Investing.com - The Dow Jones Industrial Average managed to reach 20,000 points for the first time ever on Wednesday, in a 1,000 point run between triple-zero psychological levels that took 2 months and 3 calendar days.
Point levels ending in three zeros tend to be highly focused on by both investors and the media, though they can lack importance from the point of view of technical analysis.
The blue-chip index breached 19,000 points on November 22, 2016 in a run from 18,000 points hit on December 23, 2014, or exactly one year, 10 months and 30 days later.
The Dow has now risen roughly 5.3% since crossing 19,000 points, but is up approximately 211% since the March 9, 2009 bear market low at 6,440.08 points.
In terms of calendar days, the race from 19,000 to 20,000 takes second place in the list of fastest moves between triple-zero milestones.
The run during the 1999 tech bubble from 10,000 to 11,000 points remains in first place, having taken just one month and four calendar days, while the move from 13,000 to 14,000 in 2007 falls back into third place with a race that lasted two months and 24 days.
“Trump-rally” or earnings growth?
Wall Street began to rally when Donald Trump surprised markets with an unexpected victory in the U.S. presidential elections. Market players speculated that fiscal policies implemented by the incoming President-elect, including infrastructure spending and tax cuts, would spur economic growth, driving company profits and resulting in what many analysts refer to as the “Trump-rally”.
Indeed, the Dow has risen approximately 9.1% since the November 8 election day close of 18,332.74 points, despite the fact the Federal Reserve (Fed) hiked interest rates on December 14 for the only the second time since and upped its expectations for the number of increases in 2017 to three, from the prior two.
Trump took credit for the rally on December 26, saying via his Twitter account that “the world was gloomy before I won – there was no hope.”
However, some analysts have argued that the rally had little to do with Trump’s victory, instead focusing on growth in company earnings.
UBS cross-asset strategist Maximilian Kunkel pointed out that third-quarter earnings growth was 4%, beating market expectations for a 1% year-on-year decline.
“That was the first time since the middle of 2015 that earnings were actually accelerating,” he told CNBC in an interview last month, adding that earnings growth is going to accelerate into 2017.

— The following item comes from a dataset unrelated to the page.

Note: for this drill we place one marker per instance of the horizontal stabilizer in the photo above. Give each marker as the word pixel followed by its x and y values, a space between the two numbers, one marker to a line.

“That’s really what is driving the markets,” Kunkel concluded.
Analysts expect fourth-quarter earnings will show an increase of 6.1% from a year ago. The S&P financial sector earnings are expected to have the biggest gains, with earnings up 15.7%.
As of Tuesday, 88 S&P 500 companies had reported fourth quarter earnings with 70% beating consensus on profit growth of 8.9% while 56% topped expectations on sales growth of 2.6%, according to earnings trend analysis firm The Earnings Scout.
In any case, January had seen U.S. stocks take a pause, with the S&P 500 registering closing moves of less than 1% every session so far this year. In fact, the biggest move was a 0.85% gain on January 3, the first trading day of 2017.
If the S&P fails to trade with a 1% move at the close again on Wednesday, that will mark 27 consecutive days or its longest such streak in 22 years, according to LPL Financial market strategist Ryan Detrick.
Experts had widely commented this month that investors were on hold as they waited to see what fiscal policies Trump would ultimately decide to implement.
Tuesday had seen buying return to the trading floor as the President signed executive orders to facilitate the permit process by decreasing the regulatory burden on domestic manufacturers and gave the go ahead to restart the Keystone XL and Dakota Access pipelines.
In any case, the future direction of U.S. stocks is most likely to be based on a combination of both Trump’s actions and their effect on company balance sheets. Whatever further fiscal policies the new administration decides to propose and push through Congress will undoubtedly benefit some firms while the bottom line of others could take a hit depending on the measures taken and the sectors involved.
At 9:34AM ET (14:34GMT), the Dow was up 0.51% at 20,015.59, just off an intraday all-time high of 20,033.77.